Gide’s first publications in fact belong to the 1890s (as a very young man he attended some of Mallarmé’s ’mardis’), and some of his best fiction was written before the First World War, notably L’Immoraliste (1902), La Porte étroite (1909) and Les Caves du Vatican (1914). He did not give the title roman (novel) to any of these works, calling the first two récits (accounts) and the third a sotie (sixteenth-century term for a satirical play acted by fools). What they all have in common is that they are workings-out in fictional terms of aspects of his own life, which was a complicated one. The son of a respected protestant professor of law (Protestants in France are a formerly persecuted and therefore somewhat defensive minority), but spending school holidays with Catholic relatives, he was at first attracted by an almost mystical Catholicism personified by his cousin Madeleine, whom after years of courtship he eventually persuaded to marry him in 1895. The marriage was never consummated, however, since a journey to North Africa in 1893—94 had revealed to him his homosexuality — to be more precise, his attraction to young boys.
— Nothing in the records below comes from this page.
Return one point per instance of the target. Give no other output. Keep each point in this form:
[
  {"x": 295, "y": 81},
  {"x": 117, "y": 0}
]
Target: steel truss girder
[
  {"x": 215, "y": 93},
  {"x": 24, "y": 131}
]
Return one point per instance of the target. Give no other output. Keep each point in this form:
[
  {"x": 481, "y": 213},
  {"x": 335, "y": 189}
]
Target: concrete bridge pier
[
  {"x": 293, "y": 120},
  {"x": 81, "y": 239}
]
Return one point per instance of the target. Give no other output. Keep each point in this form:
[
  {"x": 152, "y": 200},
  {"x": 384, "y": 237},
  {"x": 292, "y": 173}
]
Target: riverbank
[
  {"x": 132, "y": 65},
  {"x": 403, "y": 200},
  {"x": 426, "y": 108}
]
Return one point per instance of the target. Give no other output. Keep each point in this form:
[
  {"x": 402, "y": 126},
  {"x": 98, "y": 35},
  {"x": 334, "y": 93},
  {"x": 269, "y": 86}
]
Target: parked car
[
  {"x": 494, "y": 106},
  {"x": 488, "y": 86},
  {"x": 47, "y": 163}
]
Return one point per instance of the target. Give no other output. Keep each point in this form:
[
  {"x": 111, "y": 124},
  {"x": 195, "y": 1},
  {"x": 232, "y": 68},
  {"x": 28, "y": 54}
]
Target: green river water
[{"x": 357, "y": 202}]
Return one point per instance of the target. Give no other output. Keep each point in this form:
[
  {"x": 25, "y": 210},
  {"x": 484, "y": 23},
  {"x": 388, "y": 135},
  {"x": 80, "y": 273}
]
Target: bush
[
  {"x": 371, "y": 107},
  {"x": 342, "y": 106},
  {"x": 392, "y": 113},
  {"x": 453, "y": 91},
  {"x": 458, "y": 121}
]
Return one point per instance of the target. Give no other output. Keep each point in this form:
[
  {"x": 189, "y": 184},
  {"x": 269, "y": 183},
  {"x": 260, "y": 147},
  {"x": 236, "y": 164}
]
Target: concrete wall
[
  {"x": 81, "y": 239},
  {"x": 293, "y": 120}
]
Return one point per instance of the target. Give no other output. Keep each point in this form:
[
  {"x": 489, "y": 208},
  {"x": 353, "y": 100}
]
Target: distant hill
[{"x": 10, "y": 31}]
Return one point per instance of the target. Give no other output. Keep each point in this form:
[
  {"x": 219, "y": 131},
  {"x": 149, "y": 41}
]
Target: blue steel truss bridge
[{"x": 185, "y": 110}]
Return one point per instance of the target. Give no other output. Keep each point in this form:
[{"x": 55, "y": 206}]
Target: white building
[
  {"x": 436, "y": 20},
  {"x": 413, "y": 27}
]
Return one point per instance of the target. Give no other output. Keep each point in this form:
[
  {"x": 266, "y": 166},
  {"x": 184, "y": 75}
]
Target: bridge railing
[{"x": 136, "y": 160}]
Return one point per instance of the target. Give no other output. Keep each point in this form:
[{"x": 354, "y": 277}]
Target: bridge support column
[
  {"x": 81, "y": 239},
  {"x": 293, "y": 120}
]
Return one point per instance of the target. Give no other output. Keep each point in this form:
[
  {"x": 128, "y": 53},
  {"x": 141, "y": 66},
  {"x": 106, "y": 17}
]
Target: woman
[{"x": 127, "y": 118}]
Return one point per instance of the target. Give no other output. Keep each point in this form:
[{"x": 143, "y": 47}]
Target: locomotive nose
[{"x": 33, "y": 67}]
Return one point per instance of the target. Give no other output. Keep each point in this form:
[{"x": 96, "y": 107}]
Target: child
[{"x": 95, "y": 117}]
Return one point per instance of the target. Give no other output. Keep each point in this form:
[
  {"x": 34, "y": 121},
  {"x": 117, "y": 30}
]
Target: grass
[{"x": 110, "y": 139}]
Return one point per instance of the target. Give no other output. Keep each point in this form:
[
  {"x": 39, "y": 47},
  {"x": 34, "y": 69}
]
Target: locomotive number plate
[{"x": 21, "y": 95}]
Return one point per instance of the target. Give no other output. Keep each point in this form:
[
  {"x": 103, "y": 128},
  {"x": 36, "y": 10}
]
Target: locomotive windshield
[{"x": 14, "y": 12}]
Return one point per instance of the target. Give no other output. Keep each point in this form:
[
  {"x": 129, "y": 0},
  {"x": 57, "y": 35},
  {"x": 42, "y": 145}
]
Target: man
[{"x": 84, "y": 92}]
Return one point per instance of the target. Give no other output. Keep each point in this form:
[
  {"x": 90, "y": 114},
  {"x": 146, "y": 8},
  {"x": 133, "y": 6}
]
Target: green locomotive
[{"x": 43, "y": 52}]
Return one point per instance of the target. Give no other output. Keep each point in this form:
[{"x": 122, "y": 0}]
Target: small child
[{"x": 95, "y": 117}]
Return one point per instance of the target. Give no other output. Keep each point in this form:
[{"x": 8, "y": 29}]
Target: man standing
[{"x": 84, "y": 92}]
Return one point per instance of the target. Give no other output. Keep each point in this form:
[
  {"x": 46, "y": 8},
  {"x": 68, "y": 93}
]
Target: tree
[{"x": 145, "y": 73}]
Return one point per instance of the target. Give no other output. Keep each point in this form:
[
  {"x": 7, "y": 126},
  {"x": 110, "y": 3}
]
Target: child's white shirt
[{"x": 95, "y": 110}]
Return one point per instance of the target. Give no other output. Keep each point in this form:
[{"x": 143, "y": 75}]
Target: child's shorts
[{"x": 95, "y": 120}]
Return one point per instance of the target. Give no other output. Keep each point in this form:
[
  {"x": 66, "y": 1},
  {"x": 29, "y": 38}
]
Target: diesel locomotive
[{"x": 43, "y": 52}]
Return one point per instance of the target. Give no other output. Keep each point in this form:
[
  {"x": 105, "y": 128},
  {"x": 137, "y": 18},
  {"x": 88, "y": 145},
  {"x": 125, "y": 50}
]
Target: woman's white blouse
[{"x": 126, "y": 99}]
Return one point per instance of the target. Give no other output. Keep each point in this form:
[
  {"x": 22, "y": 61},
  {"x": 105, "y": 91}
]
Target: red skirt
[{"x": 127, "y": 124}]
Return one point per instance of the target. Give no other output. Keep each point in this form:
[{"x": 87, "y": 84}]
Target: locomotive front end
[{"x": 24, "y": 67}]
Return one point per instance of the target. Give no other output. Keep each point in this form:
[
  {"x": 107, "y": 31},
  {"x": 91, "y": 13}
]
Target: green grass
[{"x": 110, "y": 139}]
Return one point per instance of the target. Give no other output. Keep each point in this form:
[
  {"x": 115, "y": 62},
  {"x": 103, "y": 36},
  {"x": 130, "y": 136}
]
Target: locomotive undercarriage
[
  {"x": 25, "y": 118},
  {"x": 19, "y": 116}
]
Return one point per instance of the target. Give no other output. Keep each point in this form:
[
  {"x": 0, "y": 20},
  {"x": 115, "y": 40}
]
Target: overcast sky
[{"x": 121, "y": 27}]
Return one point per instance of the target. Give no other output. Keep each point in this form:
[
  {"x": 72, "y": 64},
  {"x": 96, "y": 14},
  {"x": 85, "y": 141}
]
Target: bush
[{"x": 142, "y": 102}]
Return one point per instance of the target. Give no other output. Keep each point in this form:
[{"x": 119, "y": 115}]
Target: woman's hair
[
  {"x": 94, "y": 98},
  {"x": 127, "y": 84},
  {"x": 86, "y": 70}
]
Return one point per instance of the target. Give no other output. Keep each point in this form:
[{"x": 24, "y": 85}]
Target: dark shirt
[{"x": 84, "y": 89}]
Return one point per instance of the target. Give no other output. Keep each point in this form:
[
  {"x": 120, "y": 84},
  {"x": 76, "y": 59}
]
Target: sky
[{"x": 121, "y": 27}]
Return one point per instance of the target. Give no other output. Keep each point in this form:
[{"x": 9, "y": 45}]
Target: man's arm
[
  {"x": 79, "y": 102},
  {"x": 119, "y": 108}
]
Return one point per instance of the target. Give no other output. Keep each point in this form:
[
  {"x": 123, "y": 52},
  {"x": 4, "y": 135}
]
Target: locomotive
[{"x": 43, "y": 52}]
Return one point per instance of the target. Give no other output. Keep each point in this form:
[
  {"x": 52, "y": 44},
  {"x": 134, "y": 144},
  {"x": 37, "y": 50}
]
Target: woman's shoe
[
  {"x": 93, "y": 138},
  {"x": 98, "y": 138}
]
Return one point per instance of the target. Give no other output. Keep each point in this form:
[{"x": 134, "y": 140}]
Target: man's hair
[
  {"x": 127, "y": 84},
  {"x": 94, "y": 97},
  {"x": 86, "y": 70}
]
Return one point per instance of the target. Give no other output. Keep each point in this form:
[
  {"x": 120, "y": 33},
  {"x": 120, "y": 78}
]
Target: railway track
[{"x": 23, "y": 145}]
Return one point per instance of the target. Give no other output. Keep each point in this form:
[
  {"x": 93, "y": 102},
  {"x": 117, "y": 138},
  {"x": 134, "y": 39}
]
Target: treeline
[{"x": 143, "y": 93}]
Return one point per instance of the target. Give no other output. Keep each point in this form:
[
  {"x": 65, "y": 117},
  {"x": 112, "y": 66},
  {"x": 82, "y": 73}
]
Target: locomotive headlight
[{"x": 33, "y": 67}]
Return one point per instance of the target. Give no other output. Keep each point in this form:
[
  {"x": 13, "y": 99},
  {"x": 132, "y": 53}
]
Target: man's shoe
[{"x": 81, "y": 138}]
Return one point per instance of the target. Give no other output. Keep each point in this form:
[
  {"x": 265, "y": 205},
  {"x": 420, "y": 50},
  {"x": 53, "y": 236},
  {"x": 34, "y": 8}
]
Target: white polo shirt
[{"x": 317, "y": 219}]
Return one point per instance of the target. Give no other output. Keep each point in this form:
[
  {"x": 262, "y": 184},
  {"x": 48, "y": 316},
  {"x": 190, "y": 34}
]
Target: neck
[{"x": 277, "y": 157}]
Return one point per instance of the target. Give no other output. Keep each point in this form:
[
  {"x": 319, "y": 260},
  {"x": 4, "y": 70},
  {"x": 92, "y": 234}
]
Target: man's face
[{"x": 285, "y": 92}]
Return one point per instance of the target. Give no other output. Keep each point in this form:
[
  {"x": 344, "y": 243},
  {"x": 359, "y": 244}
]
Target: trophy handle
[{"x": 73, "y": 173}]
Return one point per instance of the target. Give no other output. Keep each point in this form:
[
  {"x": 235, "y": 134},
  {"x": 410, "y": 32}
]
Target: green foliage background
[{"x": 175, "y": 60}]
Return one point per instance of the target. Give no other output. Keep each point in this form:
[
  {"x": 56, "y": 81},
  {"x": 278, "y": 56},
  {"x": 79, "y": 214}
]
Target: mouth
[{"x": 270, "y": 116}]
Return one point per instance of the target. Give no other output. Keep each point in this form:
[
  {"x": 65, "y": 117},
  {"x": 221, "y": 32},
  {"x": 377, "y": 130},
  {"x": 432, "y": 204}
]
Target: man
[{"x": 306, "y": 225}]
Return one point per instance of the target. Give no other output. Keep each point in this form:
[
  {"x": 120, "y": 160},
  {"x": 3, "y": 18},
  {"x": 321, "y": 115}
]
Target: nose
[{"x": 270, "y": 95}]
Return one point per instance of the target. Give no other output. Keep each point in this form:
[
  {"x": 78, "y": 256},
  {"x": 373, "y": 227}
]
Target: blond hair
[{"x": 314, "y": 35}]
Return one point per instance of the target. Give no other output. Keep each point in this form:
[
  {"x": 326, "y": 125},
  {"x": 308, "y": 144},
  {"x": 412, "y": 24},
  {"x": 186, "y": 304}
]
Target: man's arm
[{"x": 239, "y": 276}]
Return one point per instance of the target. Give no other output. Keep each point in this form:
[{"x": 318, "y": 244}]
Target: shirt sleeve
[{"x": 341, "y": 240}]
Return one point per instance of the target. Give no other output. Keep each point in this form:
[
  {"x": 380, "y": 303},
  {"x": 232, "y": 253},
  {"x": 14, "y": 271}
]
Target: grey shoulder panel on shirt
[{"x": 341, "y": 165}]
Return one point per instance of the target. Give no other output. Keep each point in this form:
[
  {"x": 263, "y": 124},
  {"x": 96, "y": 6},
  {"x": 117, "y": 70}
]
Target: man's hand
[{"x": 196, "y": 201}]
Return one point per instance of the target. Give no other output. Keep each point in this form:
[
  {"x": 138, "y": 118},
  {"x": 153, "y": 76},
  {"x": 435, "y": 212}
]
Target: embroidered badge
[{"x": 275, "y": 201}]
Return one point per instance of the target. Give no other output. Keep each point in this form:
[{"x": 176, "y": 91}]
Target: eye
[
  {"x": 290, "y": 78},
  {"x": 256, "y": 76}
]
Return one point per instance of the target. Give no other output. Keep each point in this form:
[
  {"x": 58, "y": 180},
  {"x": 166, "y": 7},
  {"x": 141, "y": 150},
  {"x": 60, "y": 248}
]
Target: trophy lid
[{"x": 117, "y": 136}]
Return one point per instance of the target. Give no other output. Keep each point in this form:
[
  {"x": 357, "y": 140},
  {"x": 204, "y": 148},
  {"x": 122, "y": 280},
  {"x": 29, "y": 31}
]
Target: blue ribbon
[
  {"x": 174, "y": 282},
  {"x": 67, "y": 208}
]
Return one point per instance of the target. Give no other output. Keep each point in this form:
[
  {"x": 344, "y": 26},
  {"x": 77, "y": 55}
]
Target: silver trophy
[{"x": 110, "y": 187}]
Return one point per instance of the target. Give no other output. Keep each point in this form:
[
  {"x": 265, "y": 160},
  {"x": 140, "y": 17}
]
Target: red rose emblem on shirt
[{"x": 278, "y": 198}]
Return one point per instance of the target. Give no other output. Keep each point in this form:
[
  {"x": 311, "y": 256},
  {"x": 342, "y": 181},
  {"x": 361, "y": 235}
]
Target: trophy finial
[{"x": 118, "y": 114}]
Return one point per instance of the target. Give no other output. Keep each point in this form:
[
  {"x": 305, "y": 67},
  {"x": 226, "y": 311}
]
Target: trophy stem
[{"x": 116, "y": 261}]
The fraught relationships that resulted obviously furnish the plot of L’Immoraliste, which is a brief first-person narrative of almost eighteenth-century clarity, told by Michel (the guilt-ridden yet defiant husband) to a group of his friends, one of whom establishes the frame-story. Michel is an unreliable narrator: we cannot always take his word for everything that happened, or for his feelings at various points. Gide did not invent the device of the unreliable narrator: he acknowledges his debt to, for instance, the Scottish novelist James Hogg, author of the Confessions of a Justified Sinner (1824). But he used it so effectively as to make it distinctively his own. In a similar way, the situation of the central figure of La Porte étroite (Strait is the Gate), Alissa, is very close to that of Madeleine before her marriage. The story is told mostly through letters and diary entries, which again have to be carefully read to try to tease out an understanding of the characters’ real feelings for each other.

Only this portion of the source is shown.